Progress in Lithium Battery Technology
As the electric vehicle (EV) and ebike market continues its rapid growth in both the US and the UK, some exciting news has recently been announced which will have a major effect on the industry. Researchers have developed a new battery system which will allow EVs to be recharged almost instantaneously.
This technology, dubbed the ‘Ifbattery’ by its creators, can be produced cheaply and is environmentally friendly. It uses a system known as a flow battery, but has been adapted to work without the membranes usually used in such units. This change will reduce production costs and remove some of the problems associated with battery membrane fouling, such as a limited number of recharge cycles and the risk of fire.

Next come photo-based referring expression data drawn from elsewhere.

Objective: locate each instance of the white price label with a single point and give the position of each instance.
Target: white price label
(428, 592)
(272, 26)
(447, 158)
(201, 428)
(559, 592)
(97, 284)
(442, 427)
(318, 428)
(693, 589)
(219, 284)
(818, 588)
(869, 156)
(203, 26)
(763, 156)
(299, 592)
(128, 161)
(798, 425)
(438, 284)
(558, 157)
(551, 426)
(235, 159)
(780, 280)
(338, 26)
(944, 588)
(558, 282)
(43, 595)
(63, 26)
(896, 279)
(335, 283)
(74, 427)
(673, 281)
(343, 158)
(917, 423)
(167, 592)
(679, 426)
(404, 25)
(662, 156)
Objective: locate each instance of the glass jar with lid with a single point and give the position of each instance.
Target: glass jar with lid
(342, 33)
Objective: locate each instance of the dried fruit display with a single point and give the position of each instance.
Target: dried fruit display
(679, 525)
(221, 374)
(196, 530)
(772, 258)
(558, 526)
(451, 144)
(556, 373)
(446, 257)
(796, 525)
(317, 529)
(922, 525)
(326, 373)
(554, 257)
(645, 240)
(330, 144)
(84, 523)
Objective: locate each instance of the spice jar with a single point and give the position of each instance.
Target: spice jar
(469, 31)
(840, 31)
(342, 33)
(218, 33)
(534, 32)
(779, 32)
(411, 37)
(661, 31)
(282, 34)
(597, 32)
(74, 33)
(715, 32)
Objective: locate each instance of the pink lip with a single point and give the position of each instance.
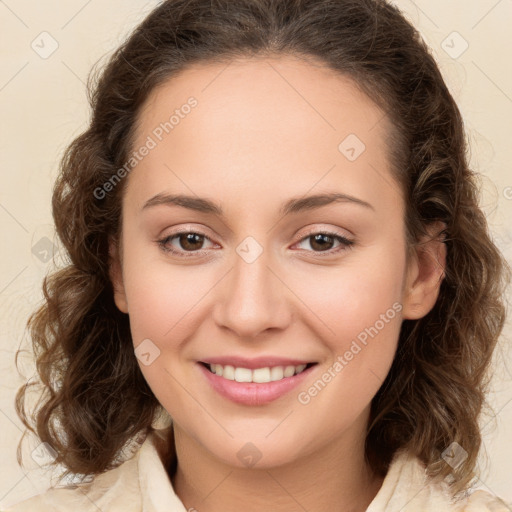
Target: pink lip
(256, 362)
(253, 393)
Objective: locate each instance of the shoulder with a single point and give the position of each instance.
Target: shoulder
(407, 488)
(115, 490)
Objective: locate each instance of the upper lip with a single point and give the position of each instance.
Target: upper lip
(255, 362)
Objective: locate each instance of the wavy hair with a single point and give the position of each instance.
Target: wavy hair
(94, 398)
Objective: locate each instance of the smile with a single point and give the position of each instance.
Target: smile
(258, 375)
(255, 386)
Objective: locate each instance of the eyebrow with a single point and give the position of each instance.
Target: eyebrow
(294, 205)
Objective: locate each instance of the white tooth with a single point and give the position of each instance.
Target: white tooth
(276, 373)
(243, 375)
(261, 375)
(289, 371)
(300, 368)
(228, 372)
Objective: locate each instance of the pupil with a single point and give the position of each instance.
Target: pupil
(190, 238)
(319, 237)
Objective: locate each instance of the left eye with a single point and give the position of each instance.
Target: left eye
(323, 240)
(188, 240)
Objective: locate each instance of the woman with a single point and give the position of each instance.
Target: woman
(275, 243)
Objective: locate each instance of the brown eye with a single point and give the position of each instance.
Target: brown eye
(323, 242)
(185, 242)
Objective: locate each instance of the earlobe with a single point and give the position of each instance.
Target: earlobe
(116, 277)
(425, 273)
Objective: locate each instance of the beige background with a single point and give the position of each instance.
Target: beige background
(43, 106)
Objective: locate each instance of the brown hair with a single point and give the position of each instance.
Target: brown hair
(96, 398)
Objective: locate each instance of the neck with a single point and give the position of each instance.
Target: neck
(334, 478)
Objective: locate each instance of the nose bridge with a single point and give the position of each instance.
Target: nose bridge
(253, 299)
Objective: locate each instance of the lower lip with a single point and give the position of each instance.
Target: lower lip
(253, 393)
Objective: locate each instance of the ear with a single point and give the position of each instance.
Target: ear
(425, 273)
(116, 276)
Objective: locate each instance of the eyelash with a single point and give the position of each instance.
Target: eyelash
(345, 243)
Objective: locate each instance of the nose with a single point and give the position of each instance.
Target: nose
(252, 299)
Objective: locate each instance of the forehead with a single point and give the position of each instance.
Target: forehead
(275, 125)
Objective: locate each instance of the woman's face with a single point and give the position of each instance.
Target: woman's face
(260, 151)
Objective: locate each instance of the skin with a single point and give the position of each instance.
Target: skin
(267, 130)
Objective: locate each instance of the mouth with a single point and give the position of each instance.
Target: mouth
(261, 375)
(255, 386)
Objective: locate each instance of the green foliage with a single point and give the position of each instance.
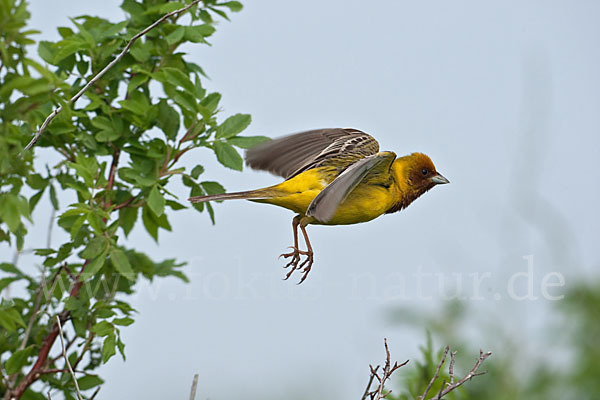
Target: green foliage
(567, 369)
(120, 147)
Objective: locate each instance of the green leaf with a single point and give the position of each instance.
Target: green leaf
(103, 328)
(108, 348)
(125, 321)
(141, 51)
(94, 248)
(107, 136)
(137, 103)
(212, 187)
(127, 218)
(196, 171)
(89, 381)
(156, 201)
(175, 36)
(196, 34)
(9, 211)
(168, 119)
(175, 205)
(10, 268)
(211, 102)
(136, 81)
(247, 142)
(234, 6)
(47, 51)
(150, 223)
(94, 266)
(228, 156)
(18, 360)
(233, 125)
(176, 77)
(121, 263)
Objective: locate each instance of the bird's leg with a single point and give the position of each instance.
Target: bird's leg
(309, 255)
(296, 252)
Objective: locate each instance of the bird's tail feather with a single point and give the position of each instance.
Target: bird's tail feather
(248, 195)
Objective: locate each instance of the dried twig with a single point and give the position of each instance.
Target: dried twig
(437, 373)
(447, 387)
(104, 70)
(371, 377)
(194, 387)
(388, 370)
(64, 350)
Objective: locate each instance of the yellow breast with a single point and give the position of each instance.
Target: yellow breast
(365, 203)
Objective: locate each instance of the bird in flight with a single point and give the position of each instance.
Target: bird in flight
(334, 177)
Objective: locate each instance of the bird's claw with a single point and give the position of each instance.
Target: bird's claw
(295, 262)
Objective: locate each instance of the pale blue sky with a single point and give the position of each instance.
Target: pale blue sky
(503, 95)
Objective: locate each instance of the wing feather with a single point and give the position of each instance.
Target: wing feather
(324, 206)
(293, 154)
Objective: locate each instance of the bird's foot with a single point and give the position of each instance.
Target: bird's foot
(295, 262)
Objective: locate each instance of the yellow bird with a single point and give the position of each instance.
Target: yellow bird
(334, 177)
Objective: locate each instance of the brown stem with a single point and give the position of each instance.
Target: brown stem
(111, 175)
(35, 371)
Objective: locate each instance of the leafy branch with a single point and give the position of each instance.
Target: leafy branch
(105, 69)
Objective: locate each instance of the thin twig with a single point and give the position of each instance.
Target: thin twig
(194, 387)
(62, 341)
(447, 387)
(388, 370)
(451, 367)
(437, 373)
(371, 377)
(104, 70)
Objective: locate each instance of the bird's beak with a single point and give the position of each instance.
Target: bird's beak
(438, 179)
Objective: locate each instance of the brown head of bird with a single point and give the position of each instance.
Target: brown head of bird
(415, 174)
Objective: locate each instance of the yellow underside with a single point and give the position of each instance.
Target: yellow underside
(365, 203)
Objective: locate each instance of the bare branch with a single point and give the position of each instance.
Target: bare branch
(447, 387)
(62, 341)
(388, 370)
(371, 377)
(104, 70)
(451, 367)
(194, 387)
(437, 373)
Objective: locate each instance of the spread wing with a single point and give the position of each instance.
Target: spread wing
(290, 155)
(372, 169)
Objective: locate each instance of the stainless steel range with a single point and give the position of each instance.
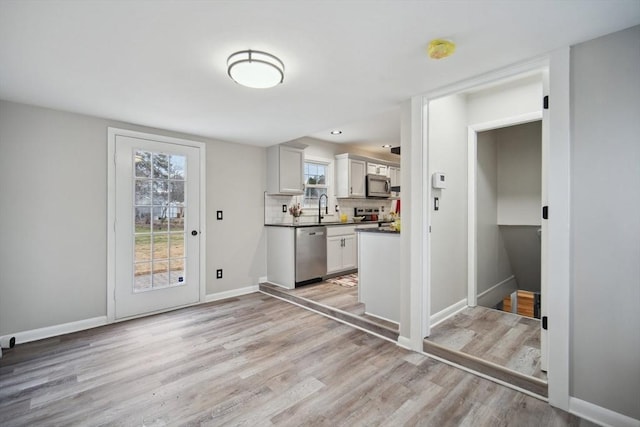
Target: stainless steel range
(369, 214)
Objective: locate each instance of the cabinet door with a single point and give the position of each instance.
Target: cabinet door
(291, 170)
(394, 176)
(357, 173)
(349, 252)
(334, 254)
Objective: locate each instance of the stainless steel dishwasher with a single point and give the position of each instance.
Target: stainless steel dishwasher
(311, 254)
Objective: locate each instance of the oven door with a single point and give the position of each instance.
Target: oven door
(378, 186)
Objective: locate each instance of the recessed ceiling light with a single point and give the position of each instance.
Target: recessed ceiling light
(255, 69)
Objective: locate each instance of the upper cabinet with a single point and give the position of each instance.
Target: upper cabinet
(377, 169)
(350, 176)
(393, 173)
(285, 169)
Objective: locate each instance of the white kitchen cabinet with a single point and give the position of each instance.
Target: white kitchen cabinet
(350, 176)
(377, 169)
(394, 176)
(281, 256)
(378, 283)
(285, 169)
(342, 252)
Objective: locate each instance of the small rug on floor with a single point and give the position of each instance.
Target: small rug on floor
(348, 280)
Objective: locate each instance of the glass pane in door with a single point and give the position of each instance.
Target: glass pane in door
(159, 212)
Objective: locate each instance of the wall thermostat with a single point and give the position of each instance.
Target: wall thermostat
(438, 180)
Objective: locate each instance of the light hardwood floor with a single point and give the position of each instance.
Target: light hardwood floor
(506, 339)
(252, 360)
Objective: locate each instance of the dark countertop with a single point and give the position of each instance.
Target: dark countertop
(377, 230)
(328, 224)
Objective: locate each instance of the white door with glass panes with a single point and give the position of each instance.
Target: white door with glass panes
(157, 225)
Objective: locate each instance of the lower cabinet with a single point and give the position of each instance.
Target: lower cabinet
(342, 252)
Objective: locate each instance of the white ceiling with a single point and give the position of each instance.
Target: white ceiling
(349, 64)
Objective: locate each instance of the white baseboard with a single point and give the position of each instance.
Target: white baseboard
(381, 318)
(600, 415)
(81, 325)
(405, 342)
(447, 312)
(55, 330)
(232, 293)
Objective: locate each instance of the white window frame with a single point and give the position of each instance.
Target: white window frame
(312, 210)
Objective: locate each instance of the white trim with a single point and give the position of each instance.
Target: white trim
(496, 286)
(448, 312)
(600, 415)
(414, 250)
(507, 121)
(558, 250)
(112, 132)
(559, 277)
(472, 214)
(232, 293)
(56, 330)
(404, 342)
(472, 189)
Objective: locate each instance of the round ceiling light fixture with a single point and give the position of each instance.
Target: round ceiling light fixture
(255, 69)
(440, 48)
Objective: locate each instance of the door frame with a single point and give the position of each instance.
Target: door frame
(112, 133)
(559, 195)
(472, 211)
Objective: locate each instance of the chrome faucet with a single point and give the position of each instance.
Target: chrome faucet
(326, 207)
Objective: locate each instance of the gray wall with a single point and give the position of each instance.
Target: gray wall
(492, 261)
(519, 174)
(605, 221)
(448, 153)
(53, 215)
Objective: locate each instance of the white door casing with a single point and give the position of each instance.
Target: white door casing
(156, 236)
(557, 273)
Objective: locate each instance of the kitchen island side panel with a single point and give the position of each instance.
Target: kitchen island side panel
(281, 256)
(378, 274)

To avoid such difficulties, the Ifbattery uses fluid electrolytes to store energy in a way that can be used be used in electric cars and electric bikes as well as a range of other electric and hybrid vehicles. These electrolytes are contained in a mixture of water and either ethanol or methanol, which can be used to top up the battery when it is low on charge.

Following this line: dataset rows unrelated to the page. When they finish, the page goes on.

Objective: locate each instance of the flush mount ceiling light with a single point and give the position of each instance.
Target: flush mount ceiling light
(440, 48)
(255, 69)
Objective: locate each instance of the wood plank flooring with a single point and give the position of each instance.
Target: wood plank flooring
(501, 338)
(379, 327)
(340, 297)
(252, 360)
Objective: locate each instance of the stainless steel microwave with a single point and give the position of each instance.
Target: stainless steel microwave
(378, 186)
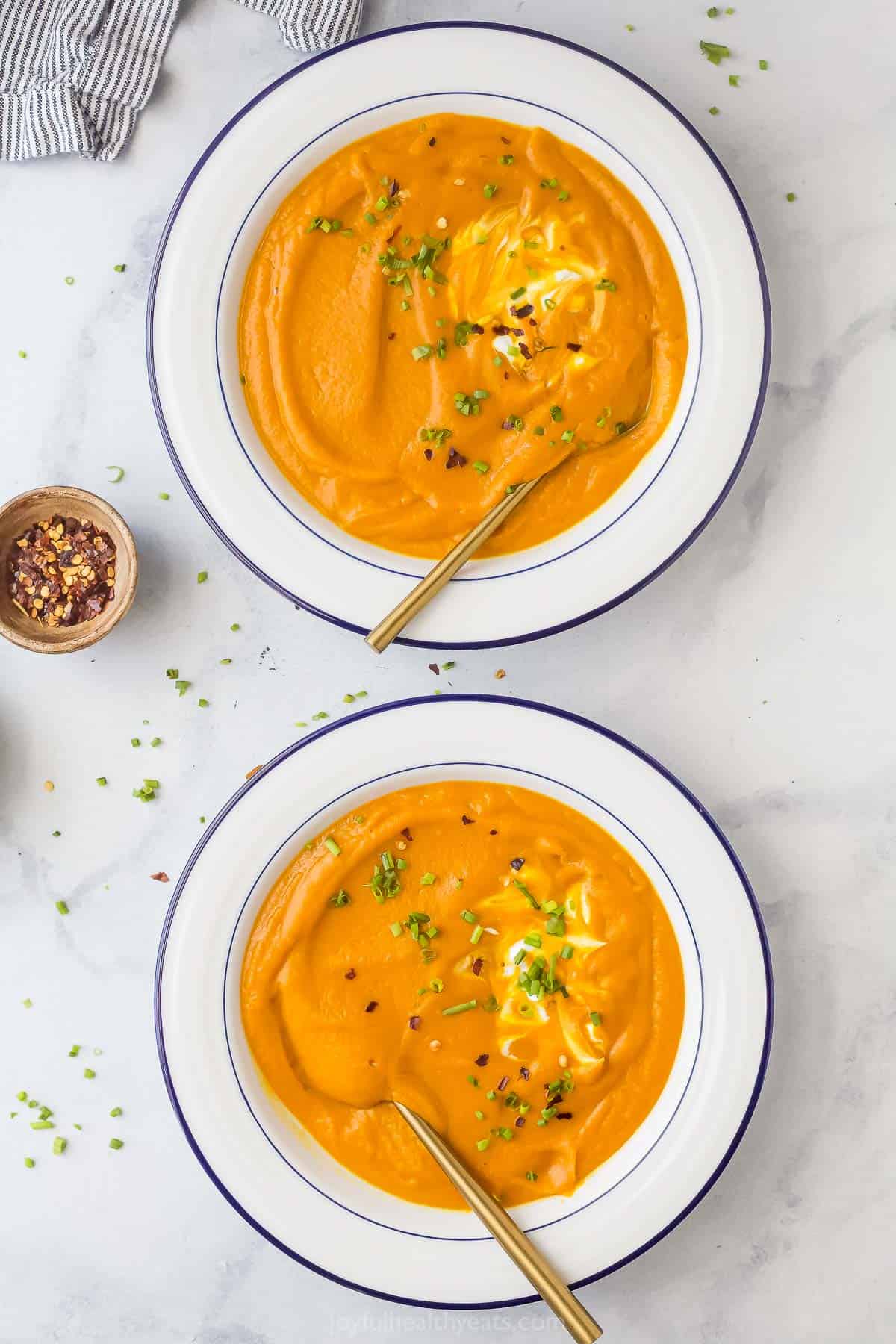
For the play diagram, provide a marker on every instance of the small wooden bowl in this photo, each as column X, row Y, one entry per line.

The recharging process is similar to refuelling a conventional car with fossil fuels; at the refuelling station, drivers would discharge the spent fluid from their vehicle and use a pump to replace it with fresh. The process is made particularly environmentally friendly because the used fluid can be taken to a wind, hydroelectric or solar power plant to be reconstituted and can then be reused many times.

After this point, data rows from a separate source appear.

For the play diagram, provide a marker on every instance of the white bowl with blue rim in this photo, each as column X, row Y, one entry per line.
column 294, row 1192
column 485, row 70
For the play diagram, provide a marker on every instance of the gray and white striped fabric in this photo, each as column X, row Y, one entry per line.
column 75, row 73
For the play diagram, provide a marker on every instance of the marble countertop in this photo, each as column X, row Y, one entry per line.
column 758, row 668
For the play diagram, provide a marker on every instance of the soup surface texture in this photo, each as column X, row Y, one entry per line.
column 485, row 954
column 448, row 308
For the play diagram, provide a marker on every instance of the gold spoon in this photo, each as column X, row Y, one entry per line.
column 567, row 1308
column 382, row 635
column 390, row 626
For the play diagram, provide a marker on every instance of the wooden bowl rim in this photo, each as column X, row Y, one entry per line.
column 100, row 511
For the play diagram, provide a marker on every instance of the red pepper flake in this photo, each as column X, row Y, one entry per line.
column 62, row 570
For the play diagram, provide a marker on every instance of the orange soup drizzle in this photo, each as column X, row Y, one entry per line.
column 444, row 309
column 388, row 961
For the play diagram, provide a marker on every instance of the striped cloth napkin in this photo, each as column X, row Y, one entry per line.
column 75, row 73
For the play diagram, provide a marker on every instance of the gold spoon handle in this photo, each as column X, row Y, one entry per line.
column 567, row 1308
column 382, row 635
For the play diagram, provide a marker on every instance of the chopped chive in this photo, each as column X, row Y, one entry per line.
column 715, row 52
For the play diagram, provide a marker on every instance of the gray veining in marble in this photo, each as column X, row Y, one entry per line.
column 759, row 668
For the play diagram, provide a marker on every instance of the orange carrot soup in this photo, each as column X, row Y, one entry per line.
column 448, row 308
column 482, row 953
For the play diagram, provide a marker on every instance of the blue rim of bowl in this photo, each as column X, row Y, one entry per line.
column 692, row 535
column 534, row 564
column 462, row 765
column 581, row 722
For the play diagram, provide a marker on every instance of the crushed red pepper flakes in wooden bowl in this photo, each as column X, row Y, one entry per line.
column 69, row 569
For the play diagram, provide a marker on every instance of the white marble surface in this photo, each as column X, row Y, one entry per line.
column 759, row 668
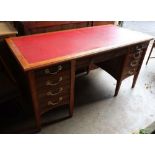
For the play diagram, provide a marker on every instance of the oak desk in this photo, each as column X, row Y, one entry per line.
column 50, row 60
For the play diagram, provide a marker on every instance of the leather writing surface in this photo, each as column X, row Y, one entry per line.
column 40, row 47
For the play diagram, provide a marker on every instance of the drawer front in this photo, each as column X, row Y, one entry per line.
column 48, row 104
column 53, row 70
column 134, row 59
column 53, row 86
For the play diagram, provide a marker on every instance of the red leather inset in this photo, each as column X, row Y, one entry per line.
column 36, row 48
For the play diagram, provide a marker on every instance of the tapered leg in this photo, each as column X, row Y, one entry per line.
column 150, row 53
column 117, row 87
column 134, row 80
column 71, row 105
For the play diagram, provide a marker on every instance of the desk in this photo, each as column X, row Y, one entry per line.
column 50, row 61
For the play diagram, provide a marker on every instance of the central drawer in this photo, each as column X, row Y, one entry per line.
column 53, row 86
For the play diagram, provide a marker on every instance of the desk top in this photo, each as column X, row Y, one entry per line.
column 40, row 50
column 7, row 29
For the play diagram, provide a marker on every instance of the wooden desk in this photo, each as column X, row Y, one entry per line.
column 50, row 60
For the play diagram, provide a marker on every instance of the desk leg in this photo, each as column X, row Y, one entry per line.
column 71, row 105
column 36, row 107
column 117, row 87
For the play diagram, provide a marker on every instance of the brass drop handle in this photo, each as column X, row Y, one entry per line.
column 139, row 49
column 130, row 72
column 59, row 68
column 49, row 83
column 54, row 103
column 50, row 93
column 134, row 63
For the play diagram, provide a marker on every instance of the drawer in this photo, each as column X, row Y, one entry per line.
column 105, row 56
column 47, row 86
column 48, row 104
column 52, row 93
column 53, row 80
column 83, row 62
column 53, row 70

Professor John Cushman of Purdue University in Indiana developed the system and recently presented a paper on it at a conference in the Netherlands. He and Professor Eric Nauman, working alongside doctoral student Mike Mueterthies, have established Ifbattery LLC (If-battery) to continue developing and promoting the product.
Advantages for Industry
This new technology looks set to facilitate much faster uptake for electric cars and ebikes for two main reasons. Firstly, since they are cost effective and reusable over a long period of time, they will reduce the cost of running these vehicles.
Secondly and most importantly, they will dramatically reduce the need for supportive infrastructure. Currently, EVs and e-bike batteries must be recharged after a certain distance travelled. This means that dedicated charging points need to be available at regular intervals throughout the transport network, and would need to be designed and built before these vehicles could be more widely used.
However, the different charging process for the Ifbattery means that it can be recharged using a standard fuel pump. In fact, it has been suggested that existing fuel infrastructure could be gradually repurposed as demand grows, which would reduce costs and allow EVs and e-bikes to be widely taken up in a much smaller time frame.
The team behind the Ifbattery hopes to begin mass production before too long, though they need to focus on publicising the product in order to raise its profile. They aim to prepare it for mass production by attracting investors and bringing in a wider group of people to carry out research and development.